On 9/7/2016 2:58 AM, Alex Williamson wrote:
On Wed, 7 Sep 2016 01:05:11 +0530
Kirti Wankhede <kwankhede(a)nvidia.com> wrote:
> On 9/6/2016 11:10 PM, Alex Williamson wrote:
>> On Sat, 3 Sep 2016 22:04:56 +0530
>> Kirti Wankhede <kwankhede(a)nvidia.com> wrote:
>>
>>> On 9/3/2016 3:18 AM, Paolo Bonzini wrote:
>>>>
>>>>
>>>> On 02/09/2016 20:33, Kirti Wankhede wrote:
>>>>> <Alex> We could even do:
>>>>>>>
>>>>>>> echo $UUID1:$GROUPA > create
>>>>>>>
>>>>>>> where $GROUPA is the group ID of a previously created mdev
device into
>>>>>>> which $UUID1 is to be created and added to the same group.
>>>>> </Alex>
>>>>
>>>> From the point of view of libvirt, I think I prefer Alex's idea.
>>>> <group> could be an additional element in the nodedev-create XML:
>>>>
>>>> <device>
>>>> <name>my-vgpu</name>
>>>> <parent>pci_0000_86_00_0</parent>
>>>> <capability type='mdev'>
>>>> <type id='11'/>
>>>> <uuid>0695d332-7831-493f-9e71-1c85c8911a08</uuid>
>>>> <group>group1</group>
>>>> </capability>
>>>> </device>
>>>>
>>>> (should group also be a UUID?)
>>>>
>>>
>>> No, this should be a unique number in a system, similar to iommu_group.
>>
>> Sorry, just trying to catch up on this thread after a long weekend.
>>
>> We're talking about iommu groups here, we're not creating any sort of
>> parallel grouping specific to mdev devices.
>
> I thought we were talking about group of mdev devices and not iommu
> group. IIRC, there were concerns about it (this would be similar to
> UUID+instance) and that would (ab)use iommu groups.

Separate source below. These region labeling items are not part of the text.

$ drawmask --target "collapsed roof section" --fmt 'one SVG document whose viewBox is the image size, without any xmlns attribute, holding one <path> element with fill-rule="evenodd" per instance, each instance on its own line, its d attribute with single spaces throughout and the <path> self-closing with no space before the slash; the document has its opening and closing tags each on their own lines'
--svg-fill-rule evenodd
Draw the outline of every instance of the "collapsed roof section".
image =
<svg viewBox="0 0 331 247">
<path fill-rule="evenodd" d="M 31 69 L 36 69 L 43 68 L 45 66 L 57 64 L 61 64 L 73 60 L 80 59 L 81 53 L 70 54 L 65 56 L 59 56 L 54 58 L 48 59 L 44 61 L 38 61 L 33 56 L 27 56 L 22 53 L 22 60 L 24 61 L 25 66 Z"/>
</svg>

What constraints does a group, which is not an iommu group, place on the
usage of the mdev devices? What happens if we put two mdev devices in
the same "mdev group" and then assign them to separate VMs/users? I
believe that the answer is that this theoretical "mdev group" doesn't
actually impose any constraints on the devices within the group or how
they're used.
We feel its not a good idea to try to associate device's iommu groups
with mdev device groups. That adds more complications.

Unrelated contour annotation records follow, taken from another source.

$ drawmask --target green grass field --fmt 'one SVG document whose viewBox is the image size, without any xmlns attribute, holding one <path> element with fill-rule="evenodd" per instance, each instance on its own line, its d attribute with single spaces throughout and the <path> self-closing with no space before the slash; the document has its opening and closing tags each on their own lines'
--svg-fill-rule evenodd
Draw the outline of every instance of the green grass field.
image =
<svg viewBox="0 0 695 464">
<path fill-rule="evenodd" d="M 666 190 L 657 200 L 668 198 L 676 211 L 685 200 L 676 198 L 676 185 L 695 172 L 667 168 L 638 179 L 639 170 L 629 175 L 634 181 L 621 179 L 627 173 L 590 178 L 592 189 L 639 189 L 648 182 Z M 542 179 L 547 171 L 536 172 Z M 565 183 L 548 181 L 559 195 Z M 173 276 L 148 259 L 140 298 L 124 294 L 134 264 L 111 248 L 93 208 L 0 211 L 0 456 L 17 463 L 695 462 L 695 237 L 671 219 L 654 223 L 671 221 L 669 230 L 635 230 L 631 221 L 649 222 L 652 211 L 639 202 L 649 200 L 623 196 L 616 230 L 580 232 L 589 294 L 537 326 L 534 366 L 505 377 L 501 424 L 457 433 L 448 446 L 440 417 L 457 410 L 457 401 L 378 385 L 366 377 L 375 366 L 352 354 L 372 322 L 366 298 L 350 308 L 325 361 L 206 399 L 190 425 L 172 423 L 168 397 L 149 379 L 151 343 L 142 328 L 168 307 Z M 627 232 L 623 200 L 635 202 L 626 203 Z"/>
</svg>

As in above nodedev-create xml, 'group1' could be a unique number that
can be generated by libvirt. Then to create mdev device:
echo $UUID1:group1 > create
If user want to add more mdev devices to same group, he/she should use
same group number in next nodedev-create devices. So create commands
would be:
echo $UUID2:group1 > create
echo $UUID3:group1 > create
Each mdev device would store this group number in its mdev_device
structure.
With this, we would add open() and close() callbacks from vfio_mdev
module for vendor driver to commit resources. Then we don't need
'start'/'stop' or online/offline interface.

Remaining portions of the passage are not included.